Besides, when she thought about it, she decided that he was unlikely to say anything to anybody about the incident. He’d look like a fool if he told that story—and if there was one thing she was certain of about Cooper, it was that he didn’t like looking silly. Experienced businessman that he was, he would never admit that he’d been outmaneuvered in a straightforward business proposition by a young woman whose law school diploma was practically still warm from the press, much less that Hannah’s final counteroffer had been a glass of wine.
No, his revenge would be of a different sort. And she was fairly sure there would be consequences of her actions—even though the whole thing had been his fault in the first place. If he hadn’t leaped to unwarranted assumptions about her, Hannah wouldn’t have lost her temper at all.
So what if Isobel hadn’t been any plaster saint? That wasn’t exactly a news flash, though Hannah still had a little trouble picturing her elderly cousin as a courtesan extraordinaire. Fluffy, agreeable, and charming weren’t words that sprang to mind where Isobel was concerned.
But then, what made Hannah assume that she knew the criteria for being a good mistress? Maybe fluffy, agreeable, and charming were precisely what men like Cooper’s grandfather weren’t looking for.
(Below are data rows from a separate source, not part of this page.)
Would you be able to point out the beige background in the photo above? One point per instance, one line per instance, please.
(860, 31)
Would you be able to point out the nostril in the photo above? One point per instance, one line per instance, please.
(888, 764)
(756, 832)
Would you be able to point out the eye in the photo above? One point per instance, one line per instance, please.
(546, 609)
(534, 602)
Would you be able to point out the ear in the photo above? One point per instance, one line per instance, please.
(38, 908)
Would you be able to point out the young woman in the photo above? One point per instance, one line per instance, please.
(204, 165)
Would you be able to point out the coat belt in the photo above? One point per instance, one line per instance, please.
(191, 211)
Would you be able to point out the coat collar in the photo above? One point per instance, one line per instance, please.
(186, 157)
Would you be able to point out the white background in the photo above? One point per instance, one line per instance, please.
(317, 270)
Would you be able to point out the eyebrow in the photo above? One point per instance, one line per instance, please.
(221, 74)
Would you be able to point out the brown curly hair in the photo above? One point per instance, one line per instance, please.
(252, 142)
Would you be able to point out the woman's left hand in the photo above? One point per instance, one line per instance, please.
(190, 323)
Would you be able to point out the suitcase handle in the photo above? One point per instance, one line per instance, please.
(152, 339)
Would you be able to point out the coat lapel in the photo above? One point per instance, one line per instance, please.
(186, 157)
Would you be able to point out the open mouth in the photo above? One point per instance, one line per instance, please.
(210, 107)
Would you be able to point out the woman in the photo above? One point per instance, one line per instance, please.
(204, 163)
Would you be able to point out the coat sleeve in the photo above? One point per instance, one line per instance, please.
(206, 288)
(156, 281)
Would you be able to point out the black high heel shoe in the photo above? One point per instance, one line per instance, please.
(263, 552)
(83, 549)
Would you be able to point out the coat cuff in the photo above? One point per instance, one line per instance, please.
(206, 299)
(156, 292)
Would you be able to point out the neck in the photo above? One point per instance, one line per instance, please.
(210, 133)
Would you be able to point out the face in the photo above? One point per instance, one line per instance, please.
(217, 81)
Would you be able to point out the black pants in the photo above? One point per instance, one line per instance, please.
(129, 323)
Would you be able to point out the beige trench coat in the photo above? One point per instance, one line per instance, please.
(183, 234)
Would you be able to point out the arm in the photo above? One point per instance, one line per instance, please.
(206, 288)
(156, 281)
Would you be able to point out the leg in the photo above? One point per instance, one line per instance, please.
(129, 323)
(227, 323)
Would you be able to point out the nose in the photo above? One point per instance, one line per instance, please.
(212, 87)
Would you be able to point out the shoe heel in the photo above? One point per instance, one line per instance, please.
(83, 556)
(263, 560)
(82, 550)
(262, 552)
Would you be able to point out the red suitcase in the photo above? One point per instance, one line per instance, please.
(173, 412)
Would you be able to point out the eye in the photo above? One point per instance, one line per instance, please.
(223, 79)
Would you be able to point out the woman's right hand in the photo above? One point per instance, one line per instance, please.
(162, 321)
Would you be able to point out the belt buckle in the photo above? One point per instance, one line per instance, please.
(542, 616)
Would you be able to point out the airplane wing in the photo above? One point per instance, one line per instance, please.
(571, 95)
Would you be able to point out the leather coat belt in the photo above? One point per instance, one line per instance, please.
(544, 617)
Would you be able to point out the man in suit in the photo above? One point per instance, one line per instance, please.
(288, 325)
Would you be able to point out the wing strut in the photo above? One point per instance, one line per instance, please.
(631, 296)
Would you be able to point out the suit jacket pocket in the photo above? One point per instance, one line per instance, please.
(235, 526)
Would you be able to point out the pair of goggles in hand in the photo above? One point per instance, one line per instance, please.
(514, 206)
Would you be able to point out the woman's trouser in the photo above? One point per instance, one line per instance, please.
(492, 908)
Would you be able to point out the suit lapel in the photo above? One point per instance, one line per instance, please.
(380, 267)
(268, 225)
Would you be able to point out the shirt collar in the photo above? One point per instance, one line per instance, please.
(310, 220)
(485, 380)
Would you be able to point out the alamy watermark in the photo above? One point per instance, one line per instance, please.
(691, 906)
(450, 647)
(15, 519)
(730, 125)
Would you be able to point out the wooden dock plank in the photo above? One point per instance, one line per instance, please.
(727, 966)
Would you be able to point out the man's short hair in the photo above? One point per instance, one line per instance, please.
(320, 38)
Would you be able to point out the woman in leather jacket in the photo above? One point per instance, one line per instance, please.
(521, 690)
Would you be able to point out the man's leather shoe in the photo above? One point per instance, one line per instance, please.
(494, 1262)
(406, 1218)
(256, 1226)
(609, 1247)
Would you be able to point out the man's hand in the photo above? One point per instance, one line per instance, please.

Still, whatever Isobel’s history, it didn’t mean that the inclination for extortion and blackmail ran through the rest of the family, as Cooper so clearly believed.
He’d been remembering his fifteen million dollars, of course. But though Hannah admitted that her timing could have been a lot more convenient, there had been nothing shady about her actions in the restaurant chain deal. She’d simply discovered, at the very last minute, a loophole that everyone else had overlooked altogether.
What really annoyed her about the Lovers’ Box was the fact that right up till the last minute she’d actually been feeling sympathetic. She’d been almost ready to wipe away a tear as she handed his treasure back to him. The last foolish question she’d asked had been prompted more by curiosity than anything else; she’d been not only wondering exactly how much the box was worth to him, but she’d been toying with the idea of how grateful he’d be when she told him he didn’t have to pay her anything at all…
Not far from the law office, on a sudden whim, she stopped to take a closer look at Cooper’s treasure.
In strong sunlight, the Lovers’ Box looked even less likely as an object of obsession. It was pretty enough, but on close inspection she could see a basic crudity about the carving and a certain lack of grace in the proportions of the box. One thing was certain; Cooper had been right when he said that no one else would pay as much for it as he was willing to do.
You probably should have grabbed the five hundred bucks and run, Hannah thought wryly. But no, she’d had to probe for the whole story. What on earth had she been thinking of?
And what was she going to do now?
Perhaps more important, what would Cooper do? He was momentarily stymied, but Hannah didn’t expect that state of affairs to last long. In fact, she wouldn’t be surprised if he’d thought out another plan by the time he’d changed his shirt.
But what would he try next? Persuasion? Threats? Outright burglary?